I suck at pure math, so I tend to think of this in some sort of analogy.
Suppose the fraction a/b is some statistic you are trying to measure, say, a batting average or percentage of correct notes played in Guitar Hero. (a+1)/(b+1) would be the new fraction after you got the next one right. By getting the next one right, did you improve your score?
Of course, if you have a perfect record already, getting an additional 1-for-1 won't change anything. And if a>b, then you'd have to somehow score more than 1 point per attempt in order to maintain the same ratio, so (a+1)/(b+1) would be lower.
I used to be a mathematician, and I think your comment is everything that math education in school should aspire to be :-) Another example in the same vein is Terry Tao's airport puzzle (http://terrytao.wordpress.com/2008/12/09/an-airport-inspired...), scroll down to Harald Hanche-Olsen's comment for the best explanation.

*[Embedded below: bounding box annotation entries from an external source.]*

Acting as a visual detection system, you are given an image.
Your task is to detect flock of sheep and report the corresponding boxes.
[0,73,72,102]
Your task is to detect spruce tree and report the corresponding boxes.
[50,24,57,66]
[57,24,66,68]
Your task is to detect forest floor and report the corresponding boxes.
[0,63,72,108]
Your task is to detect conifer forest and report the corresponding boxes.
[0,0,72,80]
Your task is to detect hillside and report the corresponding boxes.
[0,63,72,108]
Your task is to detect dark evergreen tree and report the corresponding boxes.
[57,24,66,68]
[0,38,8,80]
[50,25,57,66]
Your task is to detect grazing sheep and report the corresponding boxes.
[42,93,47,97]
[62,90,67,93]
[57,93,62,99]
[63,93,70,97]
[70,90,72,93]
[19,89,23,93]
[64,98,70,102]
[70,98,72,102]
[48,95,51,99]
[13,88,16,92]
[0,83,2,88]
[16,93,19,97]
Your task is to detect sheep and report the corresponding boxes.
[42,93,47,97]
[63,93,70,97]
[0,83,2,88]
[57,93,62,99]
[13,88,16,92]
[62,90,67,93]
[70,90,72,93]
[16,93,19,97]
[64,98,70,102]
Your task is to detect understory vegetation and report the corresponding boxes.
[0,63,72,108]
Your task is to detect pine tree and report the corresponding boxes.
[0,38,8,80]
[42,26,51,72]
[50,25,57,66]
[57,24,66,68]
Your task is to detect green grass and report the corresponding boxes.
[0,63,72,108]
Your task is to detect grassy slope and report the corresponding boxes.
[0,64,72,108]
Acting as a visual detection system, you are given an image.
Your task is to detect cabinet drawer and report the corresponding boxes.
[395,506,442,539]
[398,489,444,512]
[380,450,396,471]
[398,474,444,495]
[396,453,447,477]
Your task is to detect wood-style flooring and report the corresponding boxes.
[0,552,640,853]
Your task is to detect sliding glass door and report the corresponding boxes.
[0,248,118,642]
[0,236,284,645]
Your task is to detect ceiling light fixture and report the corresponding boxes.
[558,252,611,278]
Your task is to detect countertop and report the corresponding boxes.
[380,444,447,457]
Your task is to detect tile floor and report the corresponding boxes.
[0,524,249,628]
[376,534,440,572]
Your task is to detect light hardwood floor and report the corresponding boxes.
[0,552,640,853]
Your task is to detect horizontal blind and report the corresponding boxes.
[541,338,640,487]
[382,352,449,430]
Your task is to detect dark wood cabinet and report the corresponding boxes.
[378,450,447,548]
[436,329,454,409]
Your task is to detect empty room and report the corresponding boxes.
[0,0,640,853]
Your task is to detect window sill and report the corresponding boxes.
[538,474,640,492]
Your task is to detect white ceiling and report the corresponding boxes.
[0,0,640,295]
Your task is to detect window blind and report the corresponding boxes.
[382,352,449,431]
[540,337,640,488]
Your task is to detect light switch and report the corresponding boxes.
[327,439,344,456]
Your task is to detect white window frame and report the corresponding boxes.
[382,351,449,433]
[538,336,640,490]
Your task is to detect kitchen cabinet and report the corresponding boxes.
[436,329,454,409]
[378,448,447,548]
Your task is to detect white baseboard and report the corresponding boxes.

That is a very nice explanation. It shows why intuitively we expect (a+1)/(b+1) to be greater. But note that there are some unstated assumptions. Namely that both a, b > 0. And so we see that intuition at times carries unstated assumptions that can be a trap in a generalized situation.
Tokenadult and codehotter didn't mention the case when a or b < 0.
Suppose the fraction a/b is some statistic you are trying to measure, say, a batting average or percentage of correct notes played in Guitar Hero. (a+1)/(b+1) would be the new fraction after you got the next one right. By getting the next one right, did you improve your score?
Of course, if you have a perfect record already, getting an additional 1-for-1 won't change anything. And if a>b, then you'd have to somehow score more than 1 point per attempt in order to maintain the same ratio, so (a+1)/(b+1) would be lower.